One can potentially leave the classes has specified value axiom out, in which case validation enforcement would need to occur outside the OWL reasoning context. (This is especially true if the computation load of validation by reasoner is too high.)

Note that in the past OBI used/tried categorical measurement datum for enumerating categorical choices, with a has category label object property (see OBI’s existing handedness value specification example), but this class and relation is being discouraged.

Ordinal Variables

OBI does not currently have a recommendation about how to define an ordered categorical variable. A ranking data property for each choice could be used; or potentially previous/next relations could be established between choices.

“Other” values

A qualitative survey question may canvass users for an open-ended response if the given selections are inadequate or should be elaborated on. OBI would require a separate has string representation to capture this input, as it would need to be evaluated for its categorical or numeric potential.

Other approaches

Other ontologies might use their own object properties, which OBI avoids (see reasons).

Here has phenotypic sex would be an object property - a subclass of has quality - existing between a BFO independent continuent entity (the bearer) and a specifically dependent continuent that is about an organism’s sexuality. The quality is represented as a categorical value. The range of has phenotypic sex can be constrained to PATO phenotypic sex.

Other ontologies may allow a string value (or number code) via a data property, as shown below.
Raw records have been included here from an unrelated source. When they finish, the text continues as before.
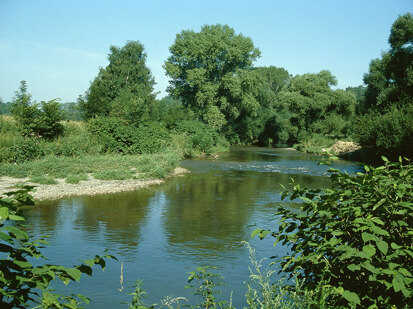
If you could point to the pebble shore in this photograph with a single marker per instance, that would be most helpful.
(92, 186)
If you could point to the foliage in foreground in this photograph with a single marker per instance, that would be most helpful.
(354, 240)
(22, 283)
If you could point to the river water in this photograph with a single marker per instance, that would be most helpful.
(162, 233)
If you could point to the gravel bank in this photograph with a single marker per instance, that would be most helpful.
(91, 186)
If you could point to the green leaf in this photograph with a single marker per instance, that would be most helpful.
(383, 246)
(351, 297)
(74, 273)
(4, 213)
(89, 262)
(353, 267)
(395, 246)
(255, 232)
(19, 233)
(6, 237)
(369, 250)
(16, 218)
(263, 234)
(367, 236)
(397, 285)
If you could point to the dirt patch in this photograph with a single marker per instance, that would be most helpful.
(92, 186)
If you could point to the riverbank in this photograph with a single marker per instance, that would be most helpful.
(91, 186)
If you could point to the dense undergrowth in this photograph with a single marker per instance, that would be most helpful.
(350, 248)
(106, 148)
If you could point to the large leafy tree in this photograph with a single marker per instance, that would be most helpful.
(211, 72)
(312, 106)
(36, 119)
(387, 125)
(124, 88)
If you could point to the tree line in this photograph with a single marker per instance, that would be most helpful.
(214, 83)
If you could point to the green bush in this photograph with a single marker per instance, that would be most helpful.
(391, 133)
(34, 119)
(25, 149)
(354, 240)
(202, 137)
(22, 283)
(114, 174)
(74, 179)
(43, 180)
(117, 136)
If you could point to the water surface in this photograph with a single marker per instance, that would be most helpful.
(163, 232)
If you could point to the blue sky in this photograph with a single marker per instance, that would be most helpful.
(58, 46)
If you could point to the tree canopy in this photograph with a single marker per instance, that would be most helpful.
(312, 106)
(386, 124)
(124, 88)
(211, 72)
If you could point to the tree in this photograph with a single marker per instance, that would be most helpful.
(24, 111)
(352, 242)
(313, 107)
(20, 280)
(124, 88)
(385, 124)
(211, 73)
(34, 119)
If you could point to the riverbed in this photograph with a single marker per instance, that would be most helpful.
(159, 234)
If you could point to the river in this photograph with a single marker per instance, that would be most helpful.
(164, 232)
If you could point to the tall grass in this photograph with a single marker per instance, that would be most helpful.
(150, 166)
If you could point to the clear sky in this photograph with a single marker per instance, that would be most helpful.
(58, 46)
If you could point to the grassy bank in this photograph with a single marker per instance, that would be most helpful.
(104, 167)
(79, 152)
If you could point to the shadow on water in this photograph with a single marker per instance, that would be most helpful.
(163, 232)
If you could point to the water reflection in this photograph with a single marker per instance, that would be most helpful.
(165, 231)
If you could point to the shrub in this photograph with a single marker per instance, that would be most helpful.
(74, 179)
(25, 149)
(391, 134)
(23, 282)
(117, 136)
(43, 180)
(354, 240)
(36, 119)
(202, 137)
(113, 174)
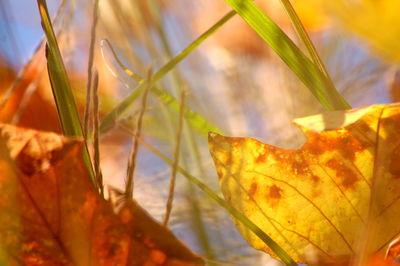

One could add a regular expression to validate a string to match possible values of a categorical variable as in above E-coli K antigen example.

Here has phenotypic sex is a data property existing between a BFO independent continuent entity (a physical organism) and a string literal code representing its sexuality. For axioms to work reliably with these values, the literals must be normalized to categorical values of sexuality.